Was there a heaviness in the air? Or did only I perceive it? Was it the heaviness of history perhaps? And was I perceiving it because the history of tearing down the Berlin Wall, uniting Germany, freeing the Baltic States, Poland, Czechoslovakia, Hungary, from the shackles of the Soviet Union is a moment in history unique to my particular generation, who were young idealistic activists during that time?

I had little time to explore Dresden before I had to be back on the road heading west to Wiesbaden. Mostly I spent that time among the Greek gods and nymphs on the grounds of the luscious Der Zwinger.
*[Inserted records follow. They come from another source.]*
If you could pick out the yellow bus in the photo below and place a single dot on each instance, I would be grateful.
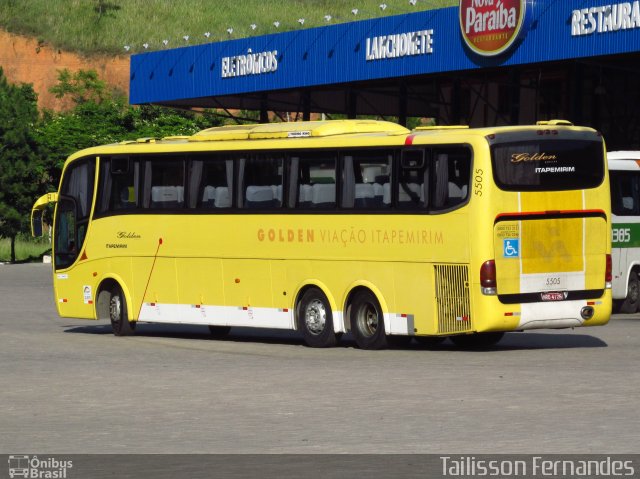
(331, 227)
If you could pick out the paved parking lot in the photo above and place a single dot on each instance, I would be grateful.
(70, 386)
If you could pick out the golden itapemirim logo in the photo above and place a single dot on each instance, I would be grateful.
(490, 27)
(525, 157)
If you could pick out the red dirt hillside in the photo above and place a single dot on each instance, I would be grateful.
(24, 60)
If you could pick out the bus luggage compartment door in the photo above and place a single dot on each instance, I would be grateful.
(550, 257)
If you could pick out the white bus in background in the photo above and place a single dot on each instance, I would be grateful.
(624, 174)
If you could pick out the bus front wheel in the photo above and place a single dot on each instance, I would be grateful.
(315, 319)
(118, 314)
(632, 301)
(367, 321)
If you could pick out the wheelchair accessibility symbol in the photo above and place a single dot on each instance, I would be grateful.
(511, 248)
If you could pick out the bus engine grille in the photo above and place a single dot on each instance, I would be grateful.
(452, 298)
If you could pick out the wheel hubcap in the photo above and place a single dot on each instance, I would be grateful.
(115, 308)
(633, 292)
(315, 317)
(368, 320)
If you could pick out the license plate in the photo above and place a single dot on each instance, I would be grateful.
(554, 296)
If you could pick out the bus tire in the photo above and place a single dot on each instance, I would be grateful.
(631, 302)
(315, 319)
(219, 332)
(118, 314)
(477, 340)
(367, 321)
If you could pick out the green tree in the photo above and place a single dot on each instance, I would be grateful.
(101, 116)
(82, 86)
(21, 167)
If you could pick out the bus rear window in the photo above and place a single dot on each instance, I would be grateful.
(549, 165)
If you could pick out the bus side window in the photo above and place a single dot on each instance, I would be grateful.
(366, 175)
(624, 193)
(210, 183)
(164, 183)
(119, 184)
(316, 181)
(450, 183)
(413, 181)
(261, 178)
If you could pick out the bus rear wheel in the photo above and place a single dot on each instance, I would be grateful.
(632, 301)
(367, 321)
(118, 314)
(477, 340)
(315, 319)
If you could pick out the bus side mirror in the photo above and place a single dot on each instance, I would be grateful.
(36, 223)
(37, 212)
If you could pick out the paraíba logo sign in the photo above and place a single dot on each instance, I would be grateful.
(490, 27)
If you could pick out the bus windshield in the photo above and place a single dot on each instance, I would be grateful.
(550, 165)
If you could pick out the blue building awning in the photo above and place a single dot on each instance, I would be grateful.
(325, 62)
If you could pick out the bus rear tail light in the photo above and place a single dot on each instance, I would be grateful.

I remembered the two young scientists from the DDR who had lived in my dorm when I was a student in Lithuania in 1988-1989. Stephan was a biologist and Kristel, who became my friend, was a mathematician. Both had a deep distrust of each other. Kristel enjoyed the freedoms of speech and expression that came to Lithuania before they came to the DDR. She would run around with me to protests, gleefully hang up posters for the Lithuanian independence movement (then called a reform movement), enjoying her new-found freedom, telling me about how oppressive the DDR was. Years later I randomly met Kristel in a park in Paris, married and with two children. But that is another story. I remember Kristel telling me she was continually surprised by how Lithuanians glorified poets and artists. “In Germany,” she said, “we respect scientists, the rational mind, and innovation.” Thinking of Kristel, at Der Zwinger I visited an exhibition of Renaissance era telescopes, measuring instruments, clocks, and my favorite—a complicated machine built to track planetary movement.

Will it always be like this? The past and present merging together in my mind as the past and the present superimpose onto each other? Or is it this way because the events of the late eighties and early nineties have left an indelible mark on me, one that I will continually revisit? When will I entangle myself from the ropes of history? When can a city be just a city?